In 2011 I transferred schools from where I had been teaching to where I teach now.  I met my now dear friend Laura on one of my first days on the job and found out she was in the process of adopting.  I got very excited and said, "Oh, I hope to adopt someday."  Laura was very kind to answer questions I had. At the end of that school year, after bombarding her with questions throughout the year, Laura offered to meet me one day for dessert to answer any questions I had.  My questions mostly circled around how I could adopt as a single, if I was right to adopt as a single, and what types of children were available to me.  This conversation was a big blessing to me, but still, I sat and waited.

In May 2013, I attended the Christian Alliance for Orphans Summit 9 in Nashville.  I was still very committed to the idea of "someday," but also knew that my heart would be changed leaving that conference (and it was).  On the last night, we were challenged to write down something we would do this year, be it working in orphan care, praying for others, giving financially, or adopting.  I wrote down "DO something."  I had been thinking and praying for so long and letting fear stop me in the process.  (Which - I will address some of my specific fears in a future post!)  And yet I waited five more months.

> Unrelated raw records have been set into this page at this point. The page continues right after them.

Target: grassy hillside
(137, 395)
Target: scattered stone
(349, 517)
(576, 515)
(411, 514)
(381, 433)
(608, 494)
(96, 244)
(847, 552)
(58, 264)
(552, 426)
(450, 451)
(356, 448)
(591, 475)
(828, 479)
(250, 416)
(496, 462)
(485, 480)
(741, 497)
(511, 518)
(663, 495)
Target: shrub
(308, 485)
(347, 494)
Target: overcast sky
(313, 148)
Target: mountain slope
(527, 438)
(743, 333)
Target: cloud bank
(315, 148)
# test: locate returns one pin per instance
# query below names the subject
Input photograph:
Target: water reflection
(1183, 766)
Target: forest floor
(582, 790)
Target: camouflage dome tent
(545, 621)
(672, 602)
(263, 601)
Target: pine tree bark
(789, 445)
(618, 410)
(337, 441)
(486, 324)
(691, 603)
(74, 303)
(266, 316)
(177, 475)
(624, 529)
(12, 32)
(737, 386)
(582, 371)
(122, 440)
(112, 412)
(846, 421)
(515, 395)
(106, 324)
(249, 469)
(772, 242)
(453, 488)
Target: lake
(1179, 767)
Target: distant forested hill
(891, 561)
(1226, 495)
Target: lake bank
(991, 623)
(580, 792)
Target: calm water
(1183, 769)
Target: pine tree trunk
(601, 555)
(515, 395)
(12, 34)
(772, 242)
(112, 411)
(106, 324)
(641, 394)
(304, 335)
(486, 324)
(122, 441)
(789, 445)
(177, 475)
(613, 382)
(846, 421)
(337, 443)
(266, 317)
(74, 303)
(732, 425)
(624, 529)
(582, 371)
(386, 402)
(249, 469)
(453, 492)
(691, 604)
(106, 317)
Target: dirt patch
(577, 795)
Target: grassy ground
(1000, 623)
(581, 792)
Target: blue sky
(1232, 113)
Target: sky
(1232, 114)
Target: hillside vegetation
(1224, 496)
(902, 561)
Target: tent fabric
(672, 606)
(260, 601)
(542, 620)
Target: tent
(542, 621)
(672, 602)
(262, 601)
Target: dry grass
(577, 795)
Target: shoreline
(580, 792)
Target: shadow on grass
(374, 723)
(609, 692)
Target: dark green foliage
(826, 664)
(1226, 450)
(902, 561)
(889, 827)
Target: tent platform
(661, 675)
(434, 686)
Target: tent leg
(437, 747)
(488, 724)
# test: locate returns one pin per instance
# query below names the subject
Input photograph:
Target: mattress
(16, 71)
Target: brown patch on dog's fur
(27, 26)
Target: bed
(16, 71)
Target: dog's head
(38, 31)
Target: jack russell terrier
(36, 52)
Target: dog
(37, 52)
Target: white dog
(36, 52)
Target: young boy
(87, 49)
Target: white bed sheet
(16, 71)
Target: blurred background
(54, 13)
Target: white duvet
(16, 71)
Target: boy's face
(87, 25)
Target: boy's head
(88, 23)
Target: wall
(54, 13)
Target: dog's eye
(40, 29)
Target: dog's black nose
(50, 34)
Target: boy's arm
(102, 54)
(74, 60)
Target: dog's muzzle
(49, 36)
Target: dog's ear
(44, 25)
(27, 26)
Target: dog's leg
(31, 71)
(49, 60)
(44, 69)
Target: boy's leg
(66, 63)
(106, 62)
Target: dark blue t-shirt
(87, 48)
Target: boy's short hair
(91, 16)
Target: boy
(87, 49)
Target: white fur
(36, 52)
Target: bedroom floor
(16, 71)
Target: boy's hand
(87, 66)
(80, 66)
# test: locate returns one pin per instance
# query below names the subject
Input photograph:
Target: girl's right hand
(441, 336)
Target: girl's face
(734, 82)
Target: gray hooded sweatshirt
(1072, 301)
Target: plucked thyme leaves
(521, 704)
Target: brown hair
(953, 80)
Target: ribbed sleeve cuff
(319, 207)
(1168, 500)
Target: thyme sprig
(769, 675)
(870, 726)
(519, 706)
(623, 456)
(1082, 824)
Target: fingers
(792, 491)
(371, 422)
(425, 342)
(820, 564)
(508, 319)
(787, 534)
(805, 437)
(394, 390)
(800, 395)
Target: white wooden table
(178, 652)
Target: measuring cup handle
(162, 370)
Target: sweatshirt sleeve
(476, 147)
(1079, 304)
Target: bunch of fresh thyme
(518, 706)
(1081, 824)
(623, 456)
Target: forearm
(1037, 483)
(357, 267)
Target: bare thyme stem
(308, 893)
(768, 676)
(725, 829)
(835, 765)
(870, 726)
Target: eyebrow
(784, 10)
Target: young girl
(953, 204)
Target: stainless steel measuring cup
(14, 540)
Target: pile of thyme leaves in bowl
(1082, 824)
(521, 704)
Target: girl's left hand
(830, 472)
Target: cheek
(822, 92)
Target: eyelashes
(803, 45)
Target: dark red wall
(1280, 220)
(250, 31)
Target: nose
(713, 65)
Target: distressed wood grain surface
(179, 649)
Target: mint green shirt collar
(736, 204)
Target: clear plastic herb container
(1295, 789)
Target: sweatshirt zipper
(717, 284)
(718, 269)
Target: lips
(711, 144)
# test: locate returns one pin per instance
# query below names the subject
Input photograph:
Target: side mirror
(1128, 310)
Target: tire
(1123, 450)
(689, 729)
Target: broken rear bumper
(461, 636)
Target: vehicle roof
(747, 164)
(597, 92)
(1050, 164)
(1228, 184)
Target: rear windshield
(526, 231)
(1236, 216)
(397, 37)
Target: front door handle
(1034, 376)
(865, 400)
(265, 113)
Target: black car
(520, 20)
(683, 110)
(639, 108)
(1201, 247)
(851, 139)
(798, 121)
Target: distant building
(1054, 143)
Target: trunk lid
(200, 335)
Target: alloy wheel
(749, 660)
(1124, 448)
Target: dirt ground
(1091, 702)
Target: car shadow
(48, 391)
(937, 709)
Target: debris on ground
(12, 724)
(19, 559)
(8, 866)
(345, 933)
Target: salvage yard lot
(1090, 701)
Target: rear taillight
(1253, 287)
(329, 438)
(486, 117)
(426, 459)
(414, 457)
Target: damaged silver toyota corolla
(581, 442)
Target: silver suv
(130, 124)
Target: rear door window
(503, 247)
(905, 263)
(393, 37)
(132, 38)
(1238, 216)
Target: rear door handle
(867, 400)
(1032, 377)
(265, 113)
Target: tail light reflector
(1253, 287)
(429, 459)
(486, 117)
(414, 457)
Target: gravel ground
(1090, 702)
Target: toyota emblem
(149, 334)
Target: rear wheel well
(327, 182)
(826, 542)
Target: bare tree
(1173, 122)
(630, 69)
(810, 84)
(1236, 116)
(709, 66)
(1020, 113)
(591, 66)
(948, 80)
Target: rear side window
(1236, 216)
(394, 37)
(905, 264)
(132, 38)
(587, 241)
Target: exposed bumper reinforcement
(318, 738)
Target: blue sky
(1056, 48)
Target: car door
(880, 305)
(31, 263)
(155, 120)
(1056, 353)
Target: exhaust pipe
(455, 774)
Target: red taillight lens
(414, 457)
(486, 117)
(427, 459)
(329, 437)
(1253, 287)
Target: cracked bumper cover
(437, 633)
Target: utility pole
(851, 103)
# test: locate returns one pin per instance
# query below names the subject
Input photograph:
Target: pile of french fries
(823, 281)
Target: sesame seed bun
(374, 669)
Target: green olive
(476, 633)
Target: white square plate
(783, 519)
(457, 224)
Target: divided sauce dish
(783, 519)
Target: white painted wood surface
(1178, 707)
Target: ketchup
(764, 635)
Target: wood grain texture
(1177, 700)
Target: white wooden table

In the beginning of October, I told a friend of mine that I thought I had decided on a country.  Later that same week, another friend asked me when I was going to start this process.  I said, "Well, I think I want to adopt from {Country A}.  I wish I could adopt from China, but I just don't think I would qualify."  She encouraged me to talk to an agency and just ask the questions.  So I did, that Friday evening. The agency I spoke to (who I am working with and they've been nothing but wonderful so far!) encouraged me to fill out a pre-application, and they'd look at it and let me know.  It took me another week to get moving, but I finally submitted my pre-application and Medical Conditions Checklist to an agency that works in China to adopt from China's Special Focus program.  I submitted that on October 22 and received an email that I was waiting for a referral on October 23.

So where that left me was waiting for a referral call (a call to look at the file of a specific child).  The way my agency works with single parent applicants is that they match you with a child from the Special Focus list, then get approval from China, then do the crazy, infamous paper chase.  The reasoning behind this is that they don't want you to be financially committed and then be told that China will not approve you for whatever reason.  But my agency feels very confident that, because of the flexibility of the Special Focus program, I will be approved without a problem.  So I settled in for a 6 to 12 month wait for a match.